How to use SHA1 Generator
- 1
Enter your text
Type or paste any string. It is encoded as UTF-8 before hashing.
- 2
Read the digest
The 40-character hex SHA-1 appears instantly with input character and byte counts.
- 3
Copy the result
Optionally switch to uppercase hex, then copy the digest with one click.
What is SHA-1?
SHA-1 (Secure Hash Algorithm 1) is a 1995 NSA-designed hash that outputs a 160-bit value as 40 hex characters. For years it was the default for TLS certificates, Git commits and many integrity checks.
Like all hash functions it is deterministic and avalanching: identical input gives identical output, and a tiny change scrambles the whole digest.
When (not) to use it
In 2017 the SHAttered research demonstrated a real-world SHA-1 collision, and cheaper chosen-prefix collisions followed.

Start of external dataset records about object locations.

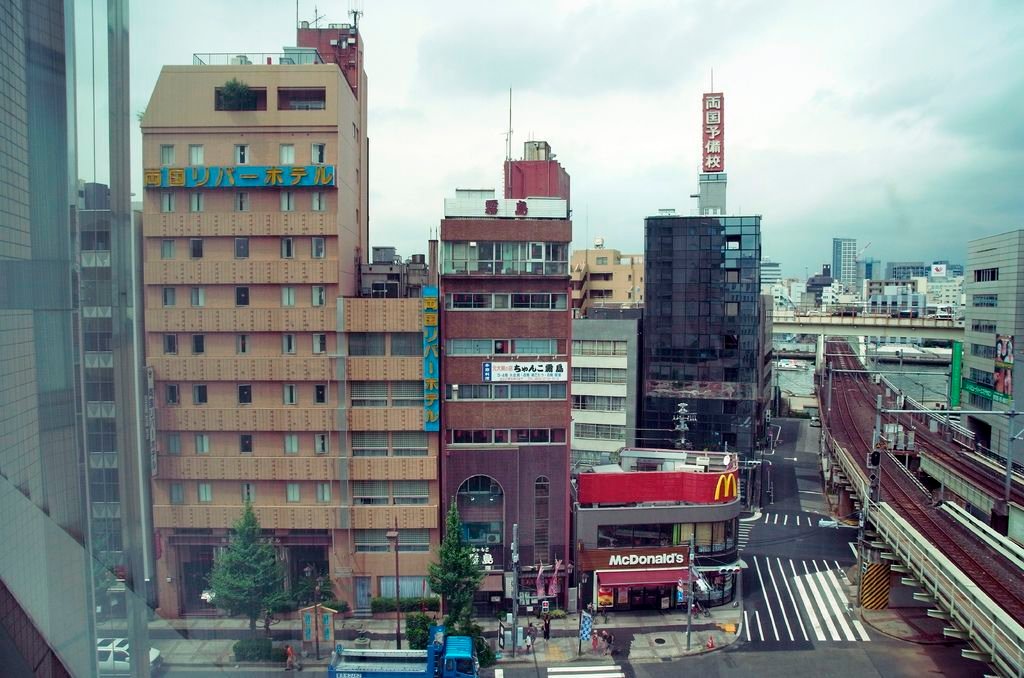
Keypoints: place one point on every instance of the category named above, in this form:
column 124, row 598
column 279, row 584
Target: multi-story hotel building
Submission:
column 506, row 328
column 254, row 229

As a result, browsers and certificate authorities have fully deprecated SHA-1 for signatures and TLS.
Today SHA-1 is appropriate only for non-adversarial fingerprinting and compatibility with existing systems (for example reading Git object hashes). For new security work choose SHA-256 or SHA-512, and for passwords use bcrypt — never a raw SHA hash.
Frequently asked questions
- How long is a SHA-1 hash?
- 160 bits, shown as 40 hexadecimal characters, for any length of input.
- Is SHA-1 still safe to use?
- Not for security. Practical collisions exist, so SHA-1 is deprecated for signatures and certificates. It remains usable as a non-security checksum or fingerprint.
- Does this run on a server?
- No. The hash is computed locally with the Web Crypto API, so nothing is transmitted.